"Chcemy te środki [700 mln zł] wykorzystać na budowie portfela farm fotowoltaicznych i wiatrowych. W 2021 roku nasze aktywa powinny się powiększyć o 300-350 MWp" - powiedział Zieliński w rozmowie z ISBnews.
Jak wskazał, zarząd spółki nie wyklucza, że jeśli będzie taka potrzeba, to jeszcze w tym roku wyemituje kolejne zielone obligacje.
Zgodnie z założeniami na 2021 rok, rynek domowej fotowoltaiki spadnie o ok. 30% w stosunku do 2020 r. Spółka chce utrzymać liczbę przyłączeń, co oznaczać będzie wzrost udziału w rynku, kosztem konkurencji.
"Docelowo, w 2021 r. powinny być wygenerowane z domowej fotowoltaiki wyższe przychody, niż w minionym roku, gdy wyniosły ok. 660 mln zł, jednak będzie zależało od tego, kiedy skończy się pandemia" - powiedział Zieliński.
Docelowo Columbus Energy "chce mieć więcej aktywów niż założone w strategiach poziomy PGE i PGNiG razem wzięte", wskazał także prezes.
Na 10 lutego br. zaplanowane jest NWZA w sprawie emisji akcji na potrzeby konwersji pożyczek, opcji menadżerskich i innych zobowiązań Columbus Energy.
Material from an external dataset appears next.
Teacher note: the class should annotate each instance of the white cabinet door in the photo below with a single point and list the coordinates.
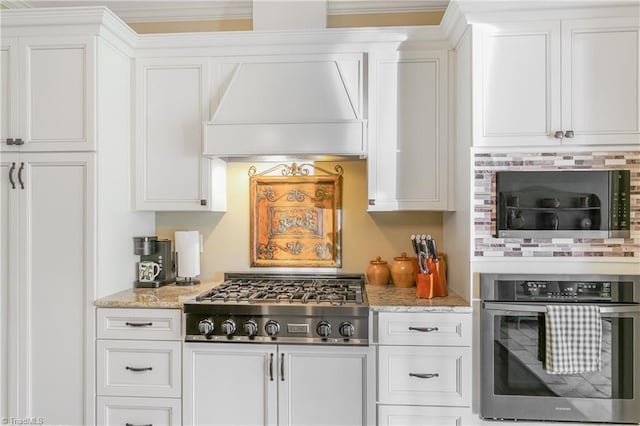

"Wszystkie szczegóły tej operacji zostały już przedstawione w liście do akcjonariuszy. Zostały także dopuszczone do obrotu publicznego wszystkie akcje, stąd spodziewam się, iż zostanie pokonana ostatnia, formalna już przeszkoda związana z przeniesieniem notowań z rynku New Connect na główny parkiet GPW" - dodał Zieliński.
Columbus Energy podaje, że jest liderem rynku mikroinstalacji fotowoltaicznych w Polsce. Spółka jest notowana na rynku New Connect.